Hundreds of children in Pakistan's capital Islamabad held a sit-in protest on Wednesday in front of the parliament house to show solidarity with Kashmiri children.

The rally started from Pakistan Sweet Homes, a centre of orphan children in Islamabad, and walked to parliament house where the children staged the protest and chanted slogans to lift restrictions in Indian-administered Jammu and Kashmir.

They carried banners with slogans such as "We stand united with them, Kashmiri children deprived from education and health," and "Kashmir is bleeding".

Some children were carrying a placard with Turkish President Recep Tayyip Erdoğan's photo, inscribed "Uncle! Please Save Kashmiri Children".

"We are here to show solidarity with Kashmiri children who are under detention for the last 51 days," Salman Rafique, a boy of Pakistan Sweet Home told Anadolu Agency.

World should save the children in Jammu and Kashmir, he added.

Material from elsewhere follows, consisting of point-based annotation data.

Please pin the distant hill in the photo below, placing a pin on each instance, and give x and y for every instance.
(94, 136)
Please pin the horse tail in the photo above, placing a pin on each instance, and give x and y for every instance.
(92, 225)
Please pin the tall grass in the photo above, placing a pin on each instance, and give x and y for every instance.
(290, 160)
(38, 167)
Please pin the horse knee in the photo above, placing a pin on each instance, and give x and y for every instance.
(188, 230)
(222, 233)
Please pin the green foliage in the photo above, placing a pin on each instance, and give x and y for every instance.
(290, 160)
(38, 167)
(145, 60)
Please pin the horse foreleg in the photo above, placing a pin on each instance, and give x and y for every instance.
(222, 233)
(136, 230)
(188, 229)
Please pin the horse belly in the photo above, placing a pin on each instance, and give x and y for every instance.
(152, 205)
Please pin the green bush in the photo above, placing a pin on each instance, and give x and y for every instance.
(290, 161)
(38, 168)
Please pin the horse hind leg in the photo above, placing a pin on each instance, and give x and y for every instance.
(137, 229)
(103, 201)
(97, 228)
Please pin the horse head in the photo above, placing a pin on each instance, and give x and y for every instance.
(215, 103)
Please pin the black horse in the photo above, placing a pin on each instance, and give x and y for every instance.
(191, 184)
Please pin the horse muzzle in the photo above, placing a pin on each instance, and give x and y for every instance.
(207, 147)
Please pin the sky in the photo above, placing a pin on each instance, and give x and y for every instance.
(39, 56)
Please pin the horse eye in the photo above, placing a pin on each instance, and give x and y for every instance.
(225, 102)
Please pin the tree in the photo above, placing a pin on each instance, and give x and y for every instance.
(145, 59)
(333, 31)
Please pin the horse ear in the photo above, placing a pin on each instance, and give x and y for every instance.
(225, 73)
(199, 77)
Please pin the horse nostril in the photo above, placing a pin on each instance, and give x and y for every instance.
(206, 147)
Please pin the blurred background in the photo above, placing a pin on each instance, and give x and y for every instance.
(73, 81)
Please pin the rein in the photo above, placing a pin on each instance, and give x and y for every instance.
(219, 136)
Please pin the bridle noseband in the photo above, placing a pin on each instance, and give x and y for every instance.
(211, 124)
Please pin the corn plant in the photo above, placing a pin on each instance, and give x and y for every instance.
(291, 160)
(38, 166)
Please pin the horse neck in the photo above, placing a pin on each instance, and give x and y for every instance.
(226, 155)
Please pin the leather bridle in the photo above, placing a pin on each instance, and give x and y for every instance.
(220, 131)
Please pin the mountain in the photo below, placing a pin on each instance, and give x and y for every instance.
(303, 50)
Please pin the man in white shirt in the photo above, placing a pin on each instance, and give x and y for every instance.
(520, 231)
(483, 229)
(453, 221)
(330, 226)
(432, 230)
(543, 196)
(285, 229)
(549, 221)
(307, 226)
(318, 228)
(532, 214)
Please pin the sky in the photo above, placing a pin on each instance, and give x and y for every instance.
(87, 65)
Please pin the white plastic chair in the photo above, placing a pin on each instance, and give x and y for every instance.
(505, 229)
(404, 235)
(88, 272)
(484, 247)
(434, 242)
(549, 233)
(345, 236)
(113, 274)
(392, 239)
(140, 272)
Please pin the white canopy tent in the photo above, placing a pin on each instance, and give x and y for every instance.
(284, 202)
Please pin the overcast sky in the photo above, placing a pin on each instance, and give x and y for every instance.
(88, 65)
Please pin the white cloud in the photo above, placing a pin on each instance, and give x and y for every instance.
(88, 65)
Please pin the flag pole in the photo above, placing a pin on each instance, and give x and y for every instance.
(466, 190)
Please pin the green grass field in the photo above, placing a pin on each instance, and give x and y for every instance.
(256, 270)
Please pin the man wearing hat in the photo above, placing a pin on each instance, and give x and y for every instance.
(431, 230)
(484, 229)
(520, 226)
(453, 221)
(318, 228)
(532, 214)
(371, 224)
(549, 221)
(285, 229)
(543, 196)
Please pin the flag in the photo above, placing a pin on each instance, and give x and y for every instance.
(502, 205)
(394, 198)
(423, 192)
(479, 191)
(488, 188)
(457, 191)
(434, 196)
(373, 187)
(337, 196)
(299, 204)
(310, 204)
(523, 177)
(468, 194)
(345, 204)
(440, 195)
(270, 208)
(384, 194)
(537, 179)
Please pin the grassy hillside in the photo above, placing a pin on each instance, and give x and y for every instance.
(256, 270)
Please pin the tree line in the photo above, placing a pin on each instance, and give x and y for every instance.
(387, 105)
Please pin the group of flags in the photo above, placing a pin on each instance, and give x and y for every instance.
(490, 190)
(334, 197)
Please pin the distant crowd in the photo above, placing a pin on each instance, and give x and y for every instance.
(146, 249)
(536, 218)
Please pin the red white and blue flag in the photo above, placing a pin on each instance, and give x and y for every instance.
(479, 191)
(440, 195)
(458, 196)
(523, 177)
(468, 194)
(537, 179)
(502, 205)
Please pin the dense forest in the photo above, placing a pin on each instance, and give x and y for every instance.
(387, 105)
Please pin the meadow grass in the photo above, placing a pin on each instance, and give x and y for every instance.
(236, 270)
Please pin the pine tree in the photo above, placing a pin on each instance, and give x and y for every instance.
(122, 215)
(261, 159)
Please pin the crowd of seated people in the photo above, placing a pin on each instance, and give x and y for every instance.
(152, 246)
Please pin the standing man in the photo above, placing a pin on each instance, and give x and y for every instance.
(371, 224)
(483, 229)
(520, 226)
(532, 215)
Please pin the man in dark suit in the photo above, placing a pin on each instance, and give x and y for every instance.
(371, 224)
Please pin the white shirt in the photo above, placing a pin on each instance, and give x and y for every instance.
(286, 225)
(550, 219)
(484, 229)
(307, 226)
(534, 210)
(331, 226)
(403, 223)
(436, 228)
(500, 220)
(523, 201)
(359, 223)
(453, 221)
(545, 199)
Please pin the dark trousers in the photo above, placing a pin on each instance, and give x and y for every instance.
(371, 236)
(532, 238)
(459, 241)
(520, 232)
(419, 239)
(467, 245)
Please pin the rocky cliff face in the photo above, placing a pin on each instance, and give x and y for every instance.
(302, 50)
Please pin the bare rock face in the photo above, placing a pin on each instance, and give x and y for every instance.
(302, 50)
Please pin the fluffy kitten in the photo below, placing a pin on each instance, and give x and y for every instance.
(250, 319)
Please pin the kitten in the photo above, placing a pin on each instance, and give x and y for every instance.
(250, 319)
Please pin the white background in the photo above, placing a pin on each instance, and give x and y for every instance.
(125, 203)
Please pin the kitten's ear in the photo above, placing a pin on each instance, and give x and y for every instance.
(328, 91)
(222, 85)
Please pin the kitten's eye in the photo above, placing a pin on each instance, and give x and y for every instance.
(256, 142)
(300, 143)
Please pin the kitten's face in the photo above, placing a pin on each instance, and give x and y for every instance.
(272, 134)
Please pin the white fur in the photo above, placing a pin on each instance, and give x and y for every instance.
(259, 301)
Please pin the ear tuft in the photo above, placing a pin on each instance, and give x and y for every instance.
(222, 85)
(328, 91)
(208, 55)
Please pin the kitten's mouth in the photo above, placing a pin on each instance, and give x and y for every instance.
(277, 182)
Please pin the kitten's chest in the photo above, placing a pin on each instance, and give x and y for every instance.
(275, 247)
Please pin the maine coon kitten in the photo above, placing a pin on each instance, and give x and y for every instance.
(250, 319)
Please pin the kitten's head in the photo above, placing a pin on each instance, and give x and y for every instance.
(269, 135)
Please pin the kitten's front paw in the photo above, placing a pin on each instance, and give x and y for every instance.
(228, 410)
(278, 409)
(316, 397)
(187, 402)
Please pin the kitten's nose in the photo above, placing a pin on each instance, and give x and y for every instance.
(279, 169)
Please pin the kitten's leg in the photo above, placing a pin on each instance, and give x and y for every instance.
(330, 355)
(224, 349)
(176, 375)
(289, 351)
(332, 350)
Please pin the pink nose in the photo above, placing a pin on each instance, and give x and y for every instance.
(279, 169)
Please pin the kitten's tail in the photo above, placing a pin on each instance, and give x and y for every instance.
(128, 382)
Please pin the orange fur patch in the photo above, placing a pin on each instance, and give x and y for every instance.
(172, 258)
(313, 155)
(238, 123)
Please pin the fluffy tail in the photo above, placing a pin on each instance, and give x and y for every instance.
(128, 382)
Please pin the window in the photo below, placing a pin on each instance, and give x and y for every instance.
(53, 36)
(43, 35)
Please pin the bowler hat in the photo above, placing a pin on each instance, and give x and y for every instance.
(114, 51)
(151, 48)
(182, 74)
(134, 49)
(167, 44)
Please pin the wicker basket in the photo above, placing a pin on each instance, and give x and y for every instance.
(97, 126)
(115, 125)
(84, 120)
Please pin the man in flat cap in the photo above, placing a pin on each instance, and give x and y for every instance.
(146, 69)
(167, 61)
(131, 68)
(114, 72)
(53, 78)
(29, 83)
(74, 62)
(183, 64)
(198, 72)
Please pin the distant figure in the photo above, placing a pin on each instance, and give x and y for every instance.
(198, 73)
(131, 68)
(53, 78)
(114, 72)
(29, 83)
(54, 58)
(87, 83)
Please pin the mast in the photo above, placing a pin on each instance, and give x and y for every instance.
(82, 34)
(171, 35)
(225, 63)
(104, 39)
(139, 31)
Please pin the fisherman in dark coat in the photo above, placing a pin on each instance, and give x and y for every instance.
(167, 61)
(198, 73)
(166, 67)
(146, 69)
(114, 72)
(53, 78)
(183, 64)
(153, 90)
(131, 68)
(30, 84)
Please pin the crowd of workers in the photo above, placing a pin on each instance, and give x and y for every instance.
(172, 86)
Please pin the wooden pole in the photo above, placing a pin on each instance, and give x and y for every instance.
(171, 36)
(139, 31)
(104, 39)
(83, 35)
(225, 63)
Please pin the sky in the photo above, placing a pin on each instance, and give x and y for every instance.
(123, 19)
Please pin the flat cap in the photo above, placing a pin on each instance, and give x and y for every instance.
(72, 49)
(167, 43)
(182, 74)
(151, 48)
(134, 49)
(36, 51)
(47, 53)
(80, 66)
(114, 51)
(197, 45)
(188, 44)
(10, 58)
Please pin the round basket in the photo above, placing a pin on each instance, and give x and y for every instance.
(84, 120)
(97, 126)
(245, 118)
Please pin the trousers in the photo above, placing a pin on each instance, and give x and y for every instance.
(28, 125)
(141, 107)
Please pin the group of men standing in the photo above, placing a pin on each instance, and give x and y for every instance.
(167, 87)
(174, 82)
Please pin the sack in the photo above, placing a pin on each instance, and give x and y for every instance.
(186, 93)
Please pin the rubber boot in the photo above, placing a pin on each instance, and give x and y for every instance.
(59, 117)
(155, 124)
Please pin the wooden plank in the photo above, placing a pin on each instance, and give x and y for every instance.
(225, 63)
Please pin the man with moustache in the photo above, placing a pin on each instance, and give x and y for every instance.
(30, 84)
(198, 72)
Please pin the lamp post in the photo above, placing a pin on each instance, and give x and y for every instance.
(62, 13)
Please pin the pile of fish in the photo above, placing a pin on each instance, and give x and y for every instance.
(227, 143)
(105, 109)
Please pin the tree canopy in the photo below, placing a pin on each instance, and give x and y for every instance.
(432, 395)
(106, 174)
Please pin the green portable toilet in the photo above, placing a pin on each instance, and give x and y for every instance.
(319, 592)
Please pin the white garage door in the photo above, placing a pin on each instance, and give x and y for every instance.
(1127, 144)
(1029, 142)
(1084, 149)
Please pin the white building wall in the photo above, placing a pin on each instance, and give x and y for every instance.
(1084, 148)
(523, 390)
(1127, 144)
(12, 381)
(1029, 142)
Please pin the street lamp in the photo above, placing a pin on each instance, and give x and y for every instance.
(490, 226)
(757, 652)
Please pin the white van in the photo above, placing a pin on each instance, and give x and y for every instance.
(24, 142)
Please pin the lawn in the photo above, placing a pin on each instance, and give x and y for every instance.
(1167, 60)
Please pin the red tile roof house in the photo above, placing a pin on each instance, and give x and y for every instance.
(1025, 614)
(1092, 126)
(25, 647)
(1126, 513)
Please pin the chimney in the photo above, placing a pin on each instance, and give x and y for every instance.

In a unique display of solidarity with the children of Indian-administered Kashmir, the Pakistani children were demanding to lift the curfew and open their schools.

"For the last 51 days, the schools are closed, children are in an open prison with their parents and all rights of children have been snatched by the Indian government," Zammurrad Khan, director of Pakistan Sweets Home told reporters.

Kashmiri children are facing the worst situation and the Pakistani children stands behind them, he added.

Pakistan Sweet Homes is a welfare organization, striving to support the children who have lost their parents particularly in the wake of acts of terrorism, due to the onslaught of floods and other natural causes.

The children asked world's child rights organizations to raise voice for children in Jammu and Kashmir and restore their rights.

The India-administered region has been facing a clampdown since Aug. 5, when the Indian government revoked Article 370 of the Indian constitution, which conferred a special status on it.

Hundreds of people, mostly political leaders, have been detained or arrested by authorities since the Indian government made the move, according to several rights group, including Amnesty International and Human Rights Watch.

Indian authorities, however, claim that daytime restrictions have been lifted in 90% of the region.

India and Pakistan hold Kashmir in parts and claim it in full. China also controls part of the contested region, but it is India and Pakistan who have fought two wars over Kashmir.